On the other hand, there are situations where we want a different
representation of a value, but we are willing to accept for a little bit
of occasional information loss: that is where 'convert' is most
appropriate.  The string representation (in base 10) of a DoubleFloat
is not an injection as is well known.

>
| So I am rather in favour of keeping that difference and working towards
| a clear distinction.
>
| As you see above there is a ::. While I worked with Axiom, I never
| really thought about its explicit meaning. In Aldor the meaning is
| clearly defined. a::X is syntactic sugar for coerce(a)@X. No retract, no
| convert. But that is Aldor. In Axiom, it seems that :: can mean what
| coerceOrConvertOrRetract says. Can you confirm that your above cited
| function is the explicit translation of ::?

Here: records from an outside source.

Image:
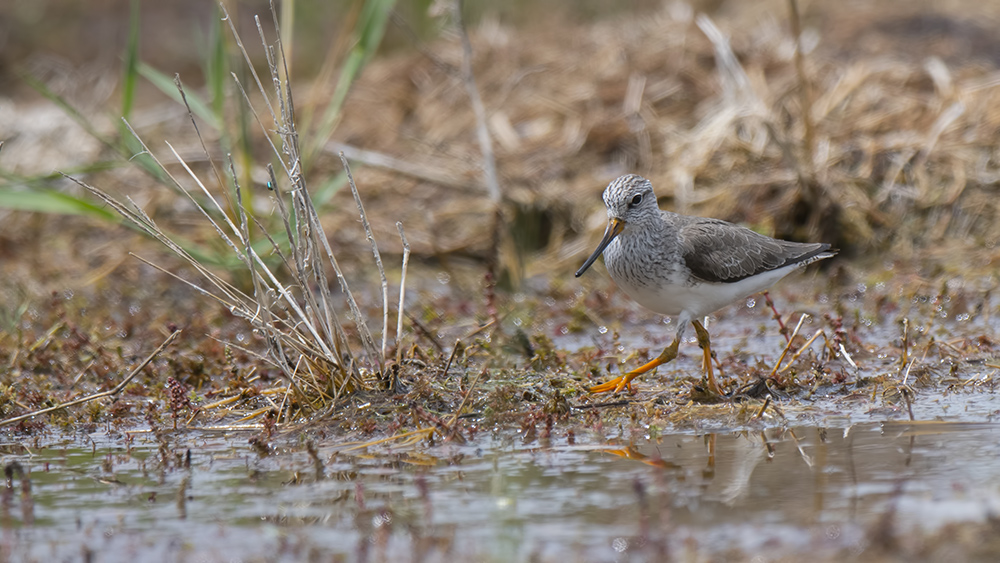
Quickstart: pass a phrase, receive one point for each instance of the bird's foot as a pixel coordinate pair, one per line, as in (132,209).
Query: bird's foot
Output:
(615,385)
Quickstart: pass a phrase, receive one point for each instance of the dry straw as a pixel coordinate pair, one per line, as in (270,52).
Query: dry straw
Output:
(291,307)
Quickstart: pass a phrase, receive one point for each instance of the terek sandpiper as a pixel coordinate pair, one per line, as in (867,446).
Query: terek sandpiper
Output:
(686,266)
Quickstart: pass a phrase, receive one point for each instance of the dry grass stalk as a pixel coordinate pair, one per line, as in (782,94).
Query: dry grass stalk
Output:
(109,393)
(298,319)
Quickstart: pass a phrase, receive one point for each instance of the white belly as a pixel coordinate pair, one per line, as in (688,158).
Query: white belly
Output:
(700,299)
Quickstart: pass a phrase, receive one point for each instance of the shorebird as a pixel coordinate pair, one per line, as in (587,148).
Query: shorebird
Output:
(686,266)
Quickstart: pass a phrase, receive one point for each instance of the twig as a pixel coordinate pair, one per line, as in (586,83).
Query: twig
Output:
(402,293)
(788,345)
(113,392)
(482,131)
(451,358)
(468,394)
(777,316)
(378,257)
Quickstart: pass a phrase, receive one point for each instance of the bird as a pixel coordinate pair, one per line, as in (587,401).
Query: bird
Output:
(686,266)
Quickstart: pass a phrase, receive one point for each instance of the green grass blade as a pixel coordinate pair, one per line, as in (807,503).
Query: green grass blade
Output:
(371,28)
(131,74)
(71,111)
(49,201)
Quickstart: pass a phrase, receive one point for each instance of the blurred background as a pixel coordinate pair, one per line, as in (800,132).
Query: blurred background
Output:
(877,134)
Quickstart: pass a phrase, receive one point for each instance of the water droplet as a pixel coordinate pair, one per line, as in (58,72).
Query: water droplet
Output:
(620,545)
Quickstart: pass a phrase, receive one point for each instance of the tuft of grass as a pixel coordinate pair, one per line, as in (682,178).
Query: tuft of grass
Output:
(290,304)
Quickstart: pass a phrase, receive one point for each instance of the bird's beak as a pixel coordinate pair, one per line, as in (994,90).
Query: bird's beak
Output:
(614,229)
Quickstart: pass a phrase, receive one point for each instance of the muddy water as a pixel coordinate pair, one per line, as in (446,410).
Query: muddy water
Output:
(803,490)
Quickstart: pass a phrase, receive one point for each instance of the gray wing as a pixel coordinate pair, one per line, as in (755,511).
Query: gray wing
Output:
(717,251)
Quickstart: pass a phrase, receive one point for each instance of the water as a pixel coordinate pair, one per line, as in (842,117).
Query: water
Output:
(801,490)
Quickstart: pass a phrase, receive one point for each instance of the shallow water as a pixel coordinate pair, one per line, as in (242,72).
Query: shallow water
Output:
(770,492)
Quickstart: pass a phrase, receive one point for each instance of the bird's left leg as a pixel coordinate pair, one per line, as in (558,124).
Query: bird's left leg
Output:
(706,347)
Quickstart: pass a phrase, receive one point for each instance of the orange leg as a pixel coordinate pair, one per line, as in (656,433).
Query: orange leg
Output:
(624,382)
(706,348)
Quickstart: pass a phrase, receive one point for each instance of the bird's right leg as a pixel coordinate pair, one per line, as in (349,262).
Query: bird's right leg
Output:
(624,382)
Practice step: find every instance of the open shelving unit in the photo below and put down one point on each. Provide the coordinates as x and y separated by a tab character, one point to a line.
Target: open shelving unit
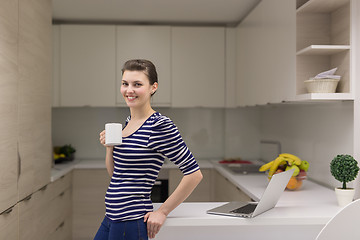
322	43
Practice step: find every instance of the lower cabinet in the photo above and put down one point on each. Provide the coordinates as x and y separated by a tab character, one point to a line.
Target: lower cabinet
89	188
202	193
225	191
9	224
213	188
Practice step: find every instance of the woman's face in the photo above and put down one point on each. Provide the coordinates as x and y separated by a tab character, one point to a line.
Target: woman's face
136	88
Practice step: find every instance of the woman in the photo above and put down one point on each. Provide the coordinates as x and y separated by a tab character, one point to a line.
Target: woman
148	137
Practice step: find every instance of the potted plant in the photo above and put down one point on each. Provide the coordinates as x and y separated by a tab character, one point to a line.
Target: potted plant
344	168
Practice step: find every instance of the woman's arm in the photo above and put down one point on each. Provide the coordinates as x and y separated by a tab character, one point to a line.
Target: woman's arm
156	219
109	161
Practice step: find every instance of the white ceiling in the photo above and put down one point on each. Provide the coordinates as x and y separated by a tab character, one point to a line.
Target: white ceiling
201	12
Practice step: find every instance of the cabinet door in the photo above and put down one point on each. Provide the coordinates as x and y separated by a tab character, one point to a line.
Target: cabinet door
34	95
266	54
89	188
87	64
8	103
202	193
198	66
145	42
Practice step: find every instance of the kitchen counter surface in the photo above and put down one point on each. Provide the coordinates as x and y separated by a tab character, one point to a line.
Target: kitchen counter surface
303	212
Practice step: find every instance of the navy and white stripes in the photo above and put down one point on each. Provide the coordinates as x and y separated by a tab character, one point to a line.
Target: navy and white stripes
137	162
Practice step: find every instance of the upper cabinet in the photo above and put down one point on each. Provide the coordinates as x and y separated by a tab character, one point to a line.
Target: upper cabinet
323	42
145	42
87	65
198	66
266	54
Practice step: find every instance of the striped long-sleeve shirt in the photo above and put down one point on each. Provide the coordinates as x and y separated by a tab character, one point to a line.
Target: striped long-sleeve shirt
137	162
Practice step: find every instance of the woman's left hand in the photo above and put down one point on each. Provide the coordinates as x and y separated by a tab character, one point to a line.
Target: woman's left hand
154	222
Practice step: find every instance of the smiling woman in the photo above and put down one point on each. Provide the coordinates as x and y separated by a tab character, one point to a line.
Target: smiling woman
134	165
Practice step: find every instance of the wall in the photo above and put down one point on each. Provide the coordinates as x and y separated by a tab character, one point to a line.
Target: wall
202	129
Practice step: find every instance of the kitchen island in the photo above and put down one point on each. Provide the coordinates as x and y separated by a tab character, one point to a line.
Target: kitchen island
298	214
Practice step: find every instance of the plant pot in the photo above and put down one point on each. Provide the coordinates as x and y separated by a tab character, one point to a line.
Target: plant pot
344	196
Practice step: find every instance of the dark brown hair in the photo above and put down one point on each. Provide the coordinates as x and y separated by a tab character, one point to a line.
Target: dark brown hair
143	65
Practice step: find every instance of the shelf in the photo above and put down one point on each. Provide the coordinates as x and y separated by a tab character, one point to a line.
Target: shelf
323	49
321	6
324	97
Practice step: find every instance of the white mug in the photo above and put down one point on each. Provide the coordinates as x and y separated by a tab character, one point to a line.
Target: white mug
113	134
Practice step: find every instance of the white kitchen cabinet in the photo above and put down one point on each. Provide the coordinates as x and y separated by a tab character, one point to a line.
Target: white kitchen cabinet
45	211
266	54
323	42
89	188
202	193
8	104
198	66
87	65
145	42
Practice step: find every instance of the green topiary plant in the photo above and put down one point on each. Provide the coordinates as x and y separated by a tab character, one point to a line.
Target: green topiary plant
344	168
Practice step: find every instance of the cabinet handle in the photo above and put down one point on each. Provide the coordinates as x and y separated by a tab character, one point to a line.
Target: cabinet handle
19	161
7	211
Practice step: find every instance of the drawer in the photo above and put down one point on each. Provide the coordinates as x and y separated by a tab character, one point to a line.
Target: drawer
9	224
63	231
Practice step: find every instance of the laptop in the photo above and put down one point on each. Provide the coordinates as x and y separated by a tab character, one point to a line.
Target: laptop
267	201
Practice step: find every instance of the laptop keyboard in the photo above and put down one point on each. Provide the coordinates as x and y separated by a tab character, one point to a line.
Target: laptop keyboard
247	209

The Axiom interpreter actually does make the distinction.
Apparently, some people don't want that distinction so they have a flag
that you can set to tell the interpreter to use 'convert' when it should
be using only 'coerce'.


| If it is part of the process of inserting coercions to make the types
| match, then I'd argue that this should be fixed in favour of a clear
| distinction between coerce and convert.
>
| I know that we somewhat disagree on the "automatic insertion of
| coercions in the compiler", but what I just said, all applied to the
| interpreter. The compiler should in my opinion never silently insert a
| coercion.

The compiler is a different story from the interpreter.